Two new releases hit the racks this month. Mark “Muleman” Massey and Dual Drive — two contemporary blues acts — are on Icehouse Records, a company with roots that reach back to the beginning of the music business in Memphis. Icehouse is the label run by Select-O-Hits, a music distribution company started by relatives of Sam Phillips. If I tell you that Three 6 Mafia plays a role in this story, well, welcome to Memphis.
“Uncle Sam made a living by putting [records] into the back of his car, and he’d sell 45s and 78s to anybody that would buy them,” says Johnny Phillips, co-owner of Select-O-Hits.
Phillips is discussing his uncle Sam Phillips, brother to Johnny’s father, Tommy, and founder of Sun Records. Tommy Phillips was riding high as Jerry Lee Lewis’ road manager when the Killer and his new bride/underage cousin, Myra Gale, had a career-ending chat with the British press in 1958.
“They got thrown out of England,” Phillips says. “So dad just could not go back to work.

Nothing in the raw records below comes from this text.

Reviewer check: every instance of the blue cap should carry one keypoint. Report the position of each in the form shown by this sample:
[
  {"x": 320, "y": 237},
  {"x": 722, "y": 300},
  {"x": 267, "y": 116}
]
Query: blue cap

So Uncle Sam basically said you can live with me and you can manage my return warehouse.”
The warehouse evolved into Select-O-Hits, an independent record distribution company. That may sound like an anachronism in the days of streaming media. But few have kept up with the changes in this business better than Phillips. Select-O-Hits’ ability to adapt comes from decades of building relationships with artists and labels.
“It was still major labels until the late ’50s and early ’60s. Back then, you bought your music from the same place you bought your TV.”
Sun Records and Phillips International (Uncle Sam’s second label) would have unsold product returned to a warehouse. Tommy Phillips set up a shop in the return warehouse at 605 Chelsea to move the unsold stock. Eventually, it became Select-O-Hits, which still handles distribution for labels and artists and runs Icehouse Records, a blues and rock label. Given the company’s Sun heritage, the blues and rock angle makes sense. What may make less sense to non-Memphians is how Select-O-Hits and Phillips played a role in establishing Memphis as a Dirty-South hotspot throughout the 1990s.
The Phillips family is a master example of what business types call horizontal integration, by which a company moves from its core business (recording hillbillies and prison inmates) into related side businesses (distribution, a label, and publishing). Which brings us to the “Electric Slide.” Only in Memphis.
“‘The Electric Slide (Shall We Dance)’ was a dance record by Grandmaster Slice [in 1991]. Then we had a song called ‘Boom I Got Your Boyfriend’ by MC Luscious. We had the first World Class Wreckin’ Cru, which was Dr. Dre’s first group.”
Enter Three 6 Mafia: “Jimmy Burge, the buyer over at Pop Tunes called me and asked, ‘Do you know who Three 6 Mafia is?’ They were doing these cassettes and mixtapes and selling them on the street. Pop Tunes would pay them cash. Not even any case. Just an old white cassette. And there would be written ‘Three 6 Mafia, tape number whatever.’ Jimmy said these guys can sell. I got together with Jordan and Paul, and we started talking about it. Next thing you know, it was the first commercial album they recorded, called Mystic Stylez. They did an album after that called The End, Part 1, which was a big album. That’s when Sony signed them. We still have those in our catalog and 25 or 30 other titles from them and their artists.”
Phillips has seen an industry in turmoil over the past decade, but he sees rays of hope in the form of monetization of digital music. Today, Select-O-Hits manages a range of revenue sources for artists.
“We got into iTunes very quickly,” Phillips says. “Now all of our agreements include digital. YouTube is now equal [to iTunes] as an income stream for music. It’s phenomenal.”
Mark “Muleman” Massey’s latest, One Step Ahead Of The Blues, was released by Icehouse on July 3rd, and Dual Drive, Gary Goin and Pat Register, released The Memphis Project on the 8th.